When I set out to join the Harvey Relief effort, my mind was on the work that needed to be done and not necessarily the people that needed the help. For many different reasons, I’ve always had a love/hate relationship with “people”, but I’ve been praying for God to open my eyes to see people as He sees them. To see each person as special, that each person has value, and that each and every person is worth the outstretched hand; the extra mile.

On the first night in Houston, Holly began speaking about the reality the Williams family was and still is facing and I broke down. That night God began working in me the way He planned to during my trip. Over the next few days while serving in Houston, God laid out clearly and boldly that I didn’t just need Him in times of trial and tribulation. I found myself leaning on Him for strength, comfort, wisdom, and a heart for others. I was leaning on God when everything in my life was good, which is a weakness in my walk with the Lord. One of the biggest encouragements to me was the joy that was coming from this family who literally lost everything. Their faith in God was still so strong during this time of despair. It made me evaluate my own faith, and opened up deeper communications between God and I.

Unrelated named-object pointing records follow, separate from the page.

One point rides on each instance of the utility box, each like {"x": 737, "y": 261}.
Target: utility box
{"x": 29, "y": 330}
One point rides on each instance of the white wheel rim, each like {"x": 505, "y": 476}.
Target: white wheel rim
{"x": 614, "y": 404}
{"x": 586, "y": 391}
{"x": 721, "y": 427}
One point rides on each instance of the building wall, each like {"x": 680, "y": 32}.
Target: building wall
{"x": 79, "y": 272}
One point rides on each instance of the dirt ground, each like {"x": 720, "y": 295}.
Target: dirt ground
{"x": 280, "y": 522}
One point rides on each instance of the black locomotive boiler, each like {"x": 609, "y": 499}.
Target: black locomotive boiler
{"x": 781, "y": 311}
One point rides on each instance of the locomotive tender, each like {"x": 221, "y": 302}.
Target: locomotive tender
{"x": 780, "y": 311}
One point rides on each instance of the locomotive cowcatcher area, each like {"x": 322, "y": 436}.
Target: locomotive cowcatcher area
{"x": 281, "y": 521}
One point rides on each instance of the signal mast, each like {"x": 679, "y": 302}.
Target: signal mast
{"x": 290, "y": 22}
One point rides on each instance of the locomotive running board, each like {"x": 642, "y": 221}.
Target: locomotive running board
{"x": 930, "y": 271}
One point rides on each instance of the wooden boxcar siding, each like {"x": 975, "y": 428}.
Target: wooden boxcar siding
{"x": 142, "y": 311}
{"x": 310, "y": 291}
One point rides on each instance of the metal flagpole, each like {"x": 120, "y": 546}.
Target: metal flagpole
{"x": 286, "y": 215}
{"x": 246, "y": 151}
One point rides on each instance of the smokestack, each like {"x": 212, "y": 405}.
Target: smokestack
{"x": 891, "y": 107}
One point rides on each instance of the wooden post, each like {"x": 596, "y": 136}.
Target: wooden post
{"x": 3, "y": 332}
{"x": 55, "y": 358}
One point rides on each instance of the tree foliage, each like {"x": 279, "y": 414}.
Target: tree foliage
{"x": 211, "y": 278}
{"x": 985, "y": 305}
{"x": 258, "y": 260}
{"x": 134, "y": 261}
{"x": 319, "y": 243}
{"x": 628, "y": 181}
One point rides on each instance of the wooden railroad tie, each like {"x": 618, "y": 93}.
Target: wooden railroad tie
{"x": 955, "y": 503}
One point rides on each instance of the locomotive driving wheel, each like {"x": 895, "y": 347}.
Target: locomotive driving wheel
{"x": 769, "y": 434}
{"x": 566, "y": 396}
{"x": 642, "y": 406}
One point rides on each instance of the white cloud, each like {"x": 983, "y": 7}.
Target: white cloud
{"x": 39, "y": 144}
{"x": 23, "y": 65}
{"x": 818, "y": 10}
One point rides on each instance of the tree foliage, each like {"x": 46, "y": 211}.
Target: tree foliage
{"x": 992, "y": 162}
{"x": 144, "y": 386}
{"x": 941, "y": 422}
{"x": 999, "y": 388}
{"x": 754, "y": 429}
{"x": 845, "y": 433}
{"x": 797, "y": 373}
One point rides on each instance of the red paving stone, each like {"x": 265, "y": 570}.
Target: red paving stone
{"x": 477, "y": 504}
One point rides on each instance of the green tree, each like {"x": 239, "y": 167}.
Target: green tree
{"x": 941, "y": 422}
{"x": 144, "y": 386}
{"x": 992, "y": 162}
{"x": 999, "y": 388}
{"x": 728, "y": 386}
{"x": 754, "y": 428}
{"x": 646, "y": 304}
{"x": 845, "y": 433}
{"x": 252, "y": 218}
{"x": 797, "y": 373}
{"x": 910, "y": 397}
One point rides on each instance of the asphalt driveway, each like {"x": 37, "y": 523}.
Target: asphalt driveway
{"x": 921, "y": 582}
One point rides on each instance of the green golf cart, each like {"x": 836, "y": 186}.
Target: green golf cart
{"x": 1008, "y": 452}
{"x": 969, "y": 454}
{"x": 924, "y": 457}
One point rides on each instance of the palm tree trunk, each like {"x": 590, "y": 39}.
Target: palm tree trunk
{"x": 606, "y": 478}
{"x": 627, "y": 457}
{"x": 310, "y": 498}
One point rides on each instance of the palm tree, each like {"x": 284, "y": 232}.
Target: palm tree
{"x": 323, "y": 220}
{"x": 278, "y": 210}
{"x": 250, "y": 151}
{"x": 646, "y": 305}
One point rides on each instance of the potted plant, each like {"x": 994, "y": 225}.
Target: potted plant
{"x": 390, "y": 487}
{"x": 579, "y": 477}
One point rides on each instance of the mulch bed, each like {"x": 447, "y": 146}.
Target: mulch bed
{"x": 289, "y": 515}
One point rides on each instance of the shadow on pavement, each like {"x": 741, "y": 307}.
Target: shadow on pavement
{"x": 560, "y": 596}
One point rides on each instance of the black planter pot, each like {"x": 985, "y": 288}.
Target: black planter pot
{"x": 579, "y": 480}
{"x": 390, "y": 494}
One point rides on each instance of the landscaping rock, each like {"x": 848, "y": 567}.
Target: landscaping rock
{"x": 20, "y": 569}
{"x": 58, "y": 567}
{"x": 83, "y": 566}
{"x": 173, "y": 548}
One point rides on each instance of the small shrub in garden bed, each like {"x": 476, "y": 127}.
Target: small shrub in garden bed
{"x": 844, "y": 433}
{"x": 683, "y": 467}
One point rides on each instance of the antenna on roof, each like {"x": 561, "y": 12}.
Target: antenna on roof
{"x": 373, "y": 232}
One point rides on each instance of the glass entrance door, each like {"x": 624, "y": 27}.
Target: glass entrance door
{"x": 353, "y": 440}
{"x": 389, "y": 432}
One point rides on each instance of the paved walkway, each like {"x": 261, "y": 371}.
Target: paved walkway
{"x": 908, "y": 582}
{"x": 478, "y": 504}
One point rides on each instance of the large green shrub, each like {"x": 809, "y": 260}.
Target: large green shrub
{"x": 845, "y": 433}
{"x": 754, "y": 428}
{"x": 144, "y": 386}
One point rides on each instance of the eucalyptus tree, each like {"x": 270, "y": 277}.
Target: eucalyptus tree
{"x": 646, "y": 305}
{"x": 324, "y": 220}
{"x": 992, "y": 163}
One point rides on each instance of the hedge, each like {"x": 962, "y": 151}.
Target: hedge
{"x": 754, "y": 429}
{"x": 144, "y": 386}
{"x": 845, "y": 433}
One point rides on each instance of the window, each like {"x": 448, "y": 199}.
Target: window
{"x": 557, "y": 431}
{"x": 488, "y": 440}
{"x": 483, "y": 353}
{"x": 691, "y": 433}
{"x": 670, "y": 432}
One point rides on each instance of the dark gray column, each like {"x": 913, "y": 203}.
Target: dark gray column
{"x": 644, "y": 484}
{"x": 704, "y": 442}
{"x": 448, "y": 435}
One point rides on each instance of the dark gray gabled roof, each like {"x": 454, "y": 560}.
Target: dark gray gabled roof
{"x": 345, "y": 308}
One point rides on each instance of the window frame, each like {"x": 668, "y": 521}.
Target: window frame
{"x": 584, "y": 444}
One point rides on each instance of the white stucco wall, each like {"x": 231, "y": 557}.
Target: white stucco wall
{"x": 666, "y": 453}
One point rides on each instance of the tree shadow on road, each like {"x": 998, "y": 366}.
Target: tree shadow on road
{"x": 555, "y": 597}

On the last day of the trip, there was a testimony given that touched me deep to my soul. I related with this person in so many ways, and to see his passion for the Lord was an encouragement and inspiration in itself. However, one particular part had me furious at God for even putting me in the same room with him. This person had committed an act that I was a victim of in my own life. I was confused, angry, and just all around upset. That is until he began making amends to EVERY victim (not just theirs) from EVERY perpetrator. God used this one person’s testimony to break the chains that I have been living under restraint for 20 years. God put this person in my life to show me that He loves everyone, not just who I think He should, and that we all can receive His grace. I thought I had freed myself from owning any faults in what happened to me. It wasn’t until this one incredible person gave their testimony that it truly sank in.

I set out on this trip to do physical labor. I left the trip with a renewed heart for people, a freed soul, and a calling from God to return to Houston to continue serving His people and to see how else He will transform me.